Run sudoedit /etc/udev/rules.d/50-ttyusb.rules and stick this in there:

KERNEL=="ttyUSB[0-9]*",NAME="tts/USB%n",SYMLINK+="%k",GROUP="uucp",MODE="0666"

Save, exit and replug and you should be up and running. Setting the permission to 666 allows anybody to write to the device.

I'm basing this off this page which is from a few years ago but something like this should work if Jeremy's solution doesn't.

1
  • 1
    This worked for me, that is, I used the udev rules, but I changed the syntax to match my own case. linux.m2osw.com/sane-cannot-find-any-scanners -- note that if you use MODE="0666" then you probably don't need the GROUP. Only one or the other would be useful. Mar 11, 2014 at 3:18
5

Fantastic -- the UDEV solution given here was the ticket for me.

I installed Icom's CS-F3020_F5010_F5020 program via Wine, created the link for the Com port as follows:

ln -s /dev/ttyUSB0 ~/.wine/dosdevices/com1 but nothing. 

Then I realised I needed to change permissions on /dev/ttyUSB0 to allow me to access it. That works great until you unplug/replug the USB in, then you need to re-change the permissions.

I tried adding my user to dialout group but this didn't solve the problem for some reason.

Using UDEV solves the final piece of the puzzle. Now I can program my Icom radio using Linux, plug and unplug the USB/Serial device without any more fuss. Woohoo. Thanks.

4

The udev rules work but as written they have the very nasty side effect of making all ttyUSB* devices accessible to everyone. This is not good because that may be a security risk depending on what else is on the system.

Instead use a more selective udev rule. For example I have a USB device that operates a set of switches. From dmesg when it is plugged in I can see the ID of the manufacturer and the product code (plus, even, in this case, a serial number for the device). I can add:

ATTRS{idVendor}=="0403", ATTRS{idProduct}=="6001"

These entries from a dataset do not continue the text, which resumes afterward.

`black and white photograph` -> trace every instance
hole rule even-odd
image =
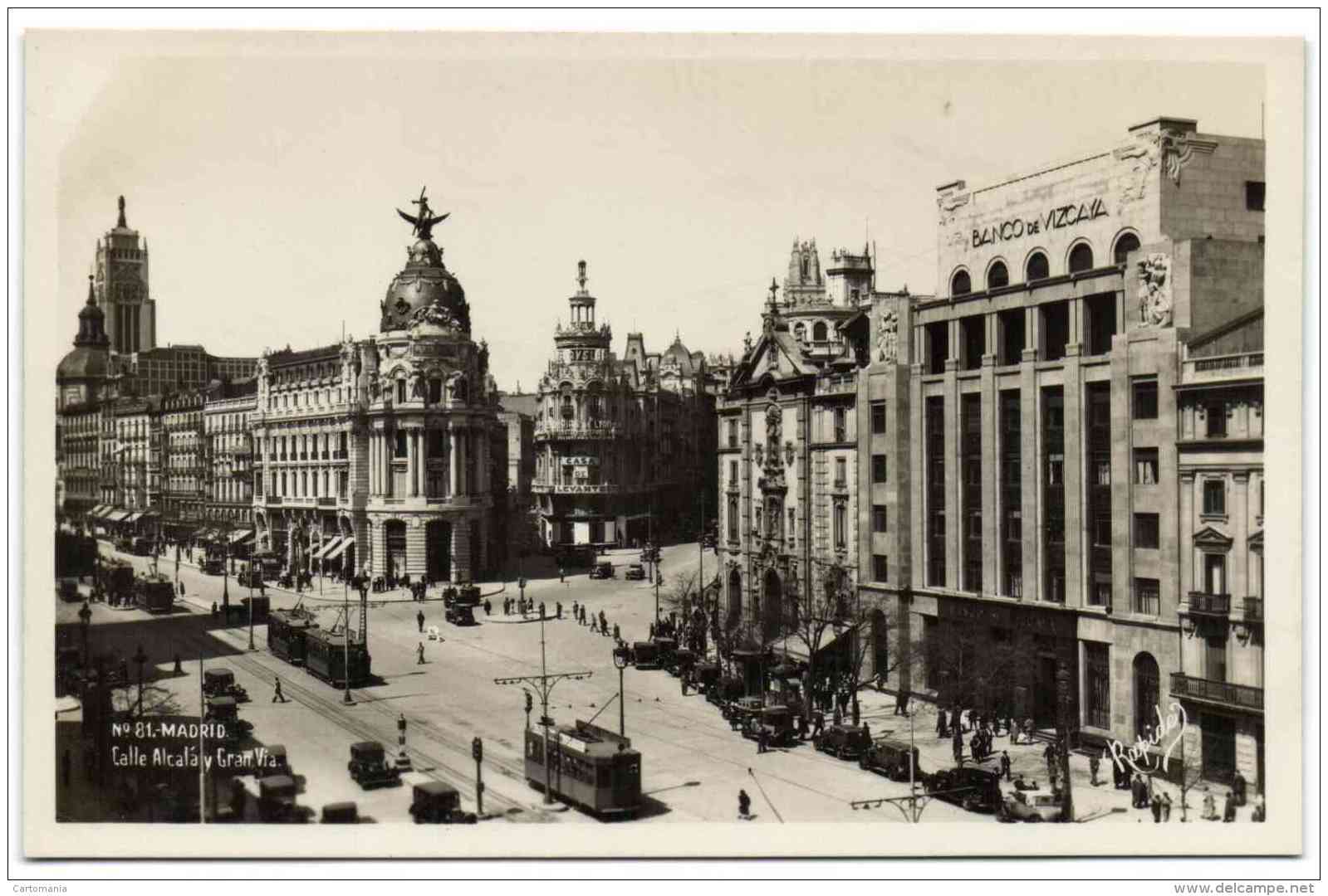
[[[1000,40],[29,31],[27,855],[1297,854],[1303,42]]]

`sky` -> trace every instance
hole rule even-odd
[[[975,38],[976,40],[976,38]],[[738,352],[795,238],[936,283],[935,187],[1101,151],[1158,115],[1260,135],[1242,64],[790,54],[142,53],[73,70],[58,158],[72,337],[116,198],[149,242],[158,342],[214,354],[377,329],[428,186],[499,388],[537,386],[578,260],[622,353]],[[93,65],[93,64],[89,64]],[[94,66],[96,68],[96,66]],[[72,110],[72,112],[69,112]]]

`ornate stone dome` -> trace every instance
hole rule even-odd
[[[105,312],[97,307],[92,276],[88,277],[88,301],[78,312],[78,335],[74,350],[60,360],[56,380],[105,377],[110,370],[110,338],[106,337]]]

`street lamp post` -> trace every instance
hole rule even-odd
[[[147,662],[147,654],[143,653],[143,645],[139,644],[138,649],[134,650],[134,662],[138,664],[138,714],[143,714],[143,664]]]
[[[623,710],[623,670],[631,660],[625,646],[614,648],[614,666],[618,669],[618,737],[627,737],[627,717]]]
[[[84,633],[84,673],[88,670],[88,629],[92,628],[92,608],[88,601],[84,601],[82,609],[78,611],[78,625],[82,628]]]

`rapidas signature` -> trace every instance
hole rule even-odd
[[[1139,734],[1129,747],[1120,741],[1112,741],[1102,750],[1102,755],[1109,757],[1117,769],[1125,771],[1129,767],[1145,775],[1154,771],[1165,773],[1167,770],[1171,762],[1171,751],[1175,750],[1177,745],[1185,737],[1185,726],[1190,719],[1185,714],[1185,708],[1174,701],[1167,706],[1166,717],[1162,715],[1159,706],[1154,706],[1153,711],[1158,717],[1158,725],[1147,738]],[[1151,753],[1153,747],[1161,745],[1173,731],[1177,735],[1167,743],[1162,755],[1158,757]]]

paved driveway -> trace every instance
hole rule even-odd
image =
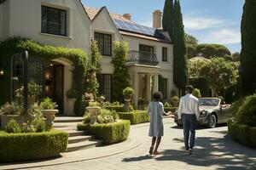
[[[138,144],[120,154],[31,169],[256,169],[256,150],[231,140],[227,135],[226,126],[213,129],[199,128],[196,131],[196,147],[191,156],[183,151],[183,130],[176,126],[172,118],[165,119],[165,136],[160,146],[162,155],[148,155],[151,139],[148,137],[148,123],[133,126],[131,139],[136,139]],[[120,147],[122,145],[116,150]],[[98,150],[95,150],[99,152]],[[93,152],[94,149],[90,151]],[[100,152],[98,154],[101,155]]]

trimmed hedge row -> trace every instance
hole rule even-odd
[[[150,122],[150,117],[145,110],[134,110],[131,112],[120,112],[119,113],[119,118],[129,120],[131,124],[138,124],[143,122]]]
[[[0,162],[57,156],[67,150],[67,133],[56,130],[30,133],[0,131]]]
[[[174,113],[177,107],[164,107],[164,109],[166,112],[172,111],[172,113]]]
[[[256,127],[228,122],[229,134],[237,142],[249,147],[256,148]]]
[[[108,124],[79,123],[77,128],[79,131],[96,135],[96,139],[103,140],[103,143],[107,144],[125,141],[130,133],[130,122],[125,120]]]

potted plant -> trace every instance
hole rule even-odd
[[[41,87],[34,81],[27,83],[27,104],[33,105],[36,102],[36,97],[40,94]]]
[[[89,102],[89,106],[86,107],[90,114],[90,123],[96,124],[96,117],[97,117],[97,111],[101,109],[99,106],[98,102]]]
[[[123,90],[123,94],[125,96],[125,101],[131,101],[131,96],[134,94],[134,90],[132,88],[127,87]]]
[[[15,120],[19,124],[22,124],[24,122],[23,112],[22,105],[16,103],[6,103],[0,109],[1,128],[4,128],[6,124],[12,119]]]
[[[55,121],[55,116],[59,111],[56,110],[58,105],[55,102],[53,102],[51,99],[45,98],[40,104],[41,111],[44,116],[46,118],[45,122],[47,125],[52,126]]]
[[[76,102],[77,91],[73,88],[70,88],[66,92],[66,96],[67,99],[67,115],[73,115],[74,113],[74,104]]]

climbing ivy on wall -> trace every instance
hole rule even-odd
[[[65,58],[73,62],[72,88],[76,93],[75,112],[83,114],[81,99],[84,93],[84,76],[87,71],[87,54],[82,49],[67,48],[39,44],[26,37],[12,37],[0,43],[0,63],[5,70],[5,76],[0,79],[0,105],[9,100],[10,91],[10,59],[17,53],[28,51],[31,55],[41,57],[44,61],[50,61],[56,58]]]

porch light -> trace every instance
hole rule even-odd
[[[4,76],[4,70],[3,68],[0,68],[0,76]]]

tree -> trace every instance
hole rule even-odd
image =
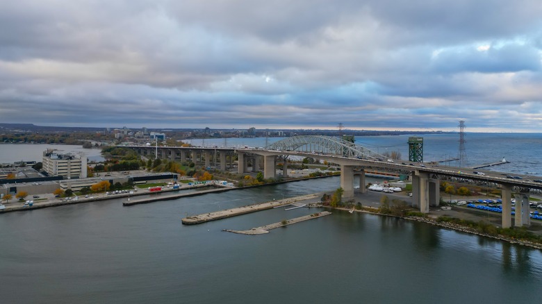
[[[6,203],[9,203],[11,199],[11,194],[6,194],[3,196],[3,199],[6,200]]]
[[[331,201],[329,203],[329,205],[331,207],[338,207],[343,199],[343,194],[345,190],[342,187],[335,190],[335,192],[333,193],[333,196],[331,196]]]
[[[15,197],[19,199],[21,201],[23,201],[25,197],[26,197],[28,195],[28,193],[26,191],[21,191],[20,192],[17,193],[15,195]]]

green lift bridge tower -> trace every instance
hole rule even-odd
[[[409,137],[409,160],[423,162],[423,137]]]

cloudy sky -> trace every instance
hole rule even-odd
[[[540,0],[0,1],[0,122],[542,131]]]

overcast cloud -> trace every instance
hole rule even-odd
[[[1,7],[1,122],[542,131],[539,0]]]

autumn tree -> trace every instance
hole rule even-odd
[[[19,200],[22,201],[24,199],[25,197],[26,197],[28,195],[28,193],[26,191],[21,191],[20,192],[17,193],[15,195],[15,197],[19,199]]]
[[[329,203],[329,205],[331,207],[338,207],[339,204],[340,204],[340,201],[343,200],[343,194],[345,190],[342,187],[335,190],[335,192],[333,193],[333,196],[331,196],[331,201]]]

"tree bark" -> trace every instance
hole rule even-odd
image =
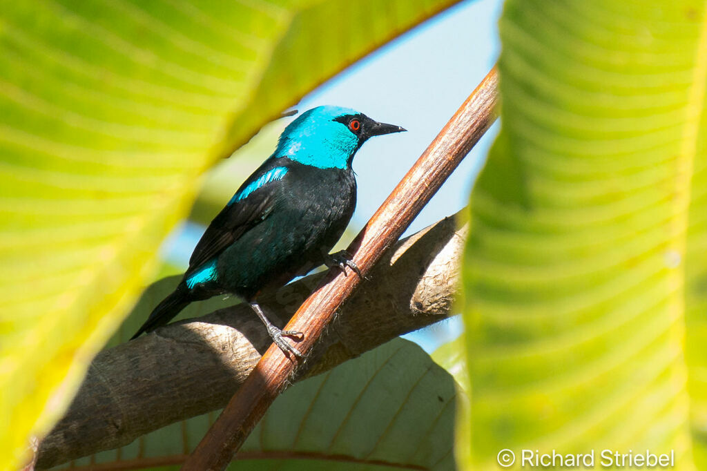
[[[466,231],[446,218],[390,250],[341,307],[305,376],[448,316]],[[284,325],[322,276],[292,283],[261,304]],[[270,343],[250,308],[239,304],[101,352],[66,416],[42,441],[37,467],[123,446],[223,407]]]

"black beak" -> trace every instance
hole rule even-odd
[[[407,131],[407,129],[403,129],[399,126],[396,126],[395,124],[387,124],[385,122],[378,122],[377,121],[373,121],[370,126],[366,129],[366,134],[368,136],[382,136],[383,134],[390,134],[391,132]]]

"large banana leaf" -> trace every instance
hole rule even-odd
[[[454,411],[452,377],[419,347],[396,339],[289,388],[228,469],[454,470]],[[165,427],[72,469],[177,470],[216,415]]]
[[[0,2],[0,469],[62,413],[204,170],[453,3]]]
[[[508,0],[464,269],[476,470],[503,448],[705,469],[705,3]]]

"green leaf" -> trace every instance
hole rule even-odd
[[[177,470],[217,415],[175,424],[74,465]],[[291,386],[228,469],[453,470],[454,417],[452,377],[419,347],[396,339]]]
[[[469,458],[674,450],[704,469],[704,2],[509,0],[500,32],[464,274]]]
[[[199,175],[455,0],[0,7],[0,469],[64,409]]]

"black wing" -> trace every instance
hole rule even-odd
[[[245,199],[221,209],[194,249],[187,274],[220,254],[247,231],[264,221],[272,210],[273,200],[274,195],[269,192],[254,192]]]

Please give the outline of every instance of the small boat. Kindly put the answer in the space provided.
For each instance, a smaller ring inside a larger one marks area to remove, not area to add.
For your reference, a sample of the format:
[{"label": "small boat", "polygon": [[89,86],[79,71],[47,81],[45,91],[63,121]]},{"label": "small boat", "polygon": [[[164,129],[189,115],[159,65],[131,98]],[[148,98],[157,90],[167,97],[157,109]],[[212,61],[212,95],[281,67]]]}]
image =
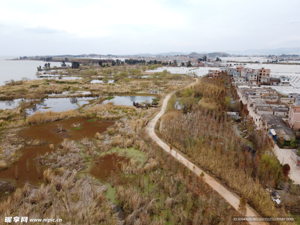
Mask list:
[{"label": "small boat", "polygon": [[142,107],[142,105],[139,103],[138,102],[137,102],[135,104],[135,107],[136,108],[138,108],[139,107]]}]

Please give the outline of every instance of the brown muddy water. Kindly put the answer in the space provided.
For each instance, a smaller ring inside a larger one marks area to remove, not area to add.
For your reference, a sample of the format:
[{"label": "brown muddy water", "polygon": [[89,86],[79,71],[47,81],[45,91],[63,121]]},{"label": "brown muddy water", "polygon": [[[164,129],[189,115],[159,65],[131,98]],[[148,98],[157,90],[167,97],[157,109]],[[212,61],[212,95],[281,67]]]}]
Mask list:
[{"label": "brown muddy water", "polygon": [[[89,170],[89,173],[92,176],[98,178],[101,181],[107,182],[111,178],[111,171],[114,172],[114,176],[115,176],[116,172],[119,171],[121,169],[122,164],[125,159],[124,156],[118,155],[118,160],[116,159],[116,153],[110,154],[110,152],[106,154],[106,158],[105,155],[101,155],[95,157],[92,160],[93,165]],[[113,162],[113,158],[114,160],[114,164]],[[114,170],[113,164],[115,164]],[[107,176],[106,176],[105,170],[107,172]],[[115,178],[115,177],[114,177]],[[119,182],[118,182],[118,183]]]},{"label": "brown muddy water", "polygon": [[[71,126],[75,123],[80,124],[79,129],[79,128],[74,128]],[[46,168],[40,165],[40,178],[39,179],[35,166],[36,160],[34,160],[37,158],[38,152],[40,155],[43,155],[47,152],[50,152],[53,151],[49,147],[50,143],[55,145],[56,148],[61,147],[60,144],[65,138],[74,140],[80,140],[86,137],[88,138],[94,138],[96,132],[101,133],[106,131],[107,128],[114,123],[114,122],[87,120],[83,117],[81,117],[26,127],[25,129],[18,134],[20,139],[38,139],[44,141],[45,143],[36,147],[26,146],[25,148],[21,149],[22,155],[19,160],[14,163],[9,169],[0,172],[0,179],[14,180],[16,182],[17,188],[22,186],[24,183],[26,182],[30,182],[31,185],[39,186],[43,182],[44,171]],[[62,128],[61,133],[59,130],[60,127]],[[1,136],[5,135],[6,130],[0,131],[2,133]],[[28,160],[29,161],[29,172],[27,172],[26,166]],[[18,168],[17,180],[16,179],[16,166]],[[109,170],[108,169],[107,170],[110,172],[110,170]]]}]

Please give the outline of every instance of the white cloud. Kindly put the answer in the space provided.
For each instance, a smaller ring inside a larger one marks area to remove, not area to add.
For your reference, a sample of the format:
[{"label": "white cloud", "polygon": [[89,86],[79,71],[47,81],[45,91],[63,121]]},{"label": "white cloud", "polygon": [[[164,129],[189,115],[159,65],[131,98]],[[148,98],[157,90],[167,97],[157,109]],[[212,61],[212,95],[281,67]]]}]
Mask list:
[{"label": "white cloud", "polygon": [[[300,2],[287,2],[4,1],[0,41],[8,44],[1,54],[77,54],[88,50],[156,53],[297,46]],[[45,42],[47,47],[44,49],[41,46]]]}]

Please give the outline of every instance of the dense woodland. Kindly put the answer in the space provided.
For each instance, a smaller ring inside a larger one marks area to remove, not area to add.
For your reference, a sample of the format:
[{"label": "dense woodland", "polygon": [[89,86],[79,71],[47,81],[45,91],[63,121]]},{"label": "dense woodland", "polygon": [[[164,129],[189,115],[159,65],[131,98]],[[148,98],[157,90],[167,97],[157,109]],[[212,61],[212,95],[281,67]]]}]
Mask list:
[{"label": "dense woodland", "polygon": [[[278,188],[280,182],[288,181],[288,177],[283,173],[282,165],[273,153],[267,131],[253,126],[247,106],[239,102],[230,79],[222,73],[219,78],[203,78],[193,88],[178,91],[176,94],[182,98],[182,101],[188,103],[180,111],[169,107],[161,118],[159,133],[201,167],[244,196],[262,215],[282,215],[284,211],[278,208],[263,188]],[[232,99],[236,103],[231,102]],[[230,110],[239,110],[242,119],[238,124],[227,118],[226,112]],[[237,135],[238,125],[248,129],[254,151]]]}]

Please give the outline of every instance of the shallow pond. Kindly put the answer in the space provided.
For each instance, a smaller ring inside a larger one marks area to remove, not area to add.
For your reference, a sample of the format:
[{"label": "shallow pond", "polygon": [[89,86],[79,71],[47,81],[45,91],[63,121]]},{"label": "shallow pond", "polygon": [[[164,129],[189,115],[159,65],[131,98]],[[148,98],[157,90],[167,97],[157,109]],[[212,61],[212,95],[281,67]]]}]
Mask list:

to the kernel lines above and the rule will only apply to that device. Even better rather than assigning to the MODE variable alone set the group too:

GROUP="whatever", MODE="0660"

then only people in group 'whatever' will get write access.

John Bowler

0

You can also use chmod (I did it on Raspberry linux).

In my case, sudo adduser pi dialout didn't work ("The user 'pi' is already a member of 'dialout'", but non root app still didn't have access to serial).

See its linkage (/dev/serial0 -> /dev/ttyS0):

pi@raspberrypi:~ $ ls -al /dev/serial*
lrwxrwxrwx 1 root root 5 Dec 30 18:03 /dev/serial0 -> ttyS0
lrwxrwxrwx 1 root root 7 Dec 30 18:03 /dev/serial1 -> ttyAMA0
pi@raspberrypi:~ $ ls -al /dev/ttyS*
crw--w---- 1 root tty 4, 64 Jan  7 16:07 /dev/ttyS0

And update read/write permission for all users:

pi@raspberrypi:~ $ sudo chmod ugo+rw /dev/ttyS0

Now user code (e.g. 'pi' user dotnet core application) can access /dev/serial0.

0
sudo usermod -a -G dialout $USER

Then have that user log out and log back in. The command groups will now show dialout as one of the options.

Now you can use serial terminals such as picocom (my favorite), without sudo:

picocom --baud 115200 /dev/ttyUSB0

Exit picocom with Ctrl + A, then Ctrl + X.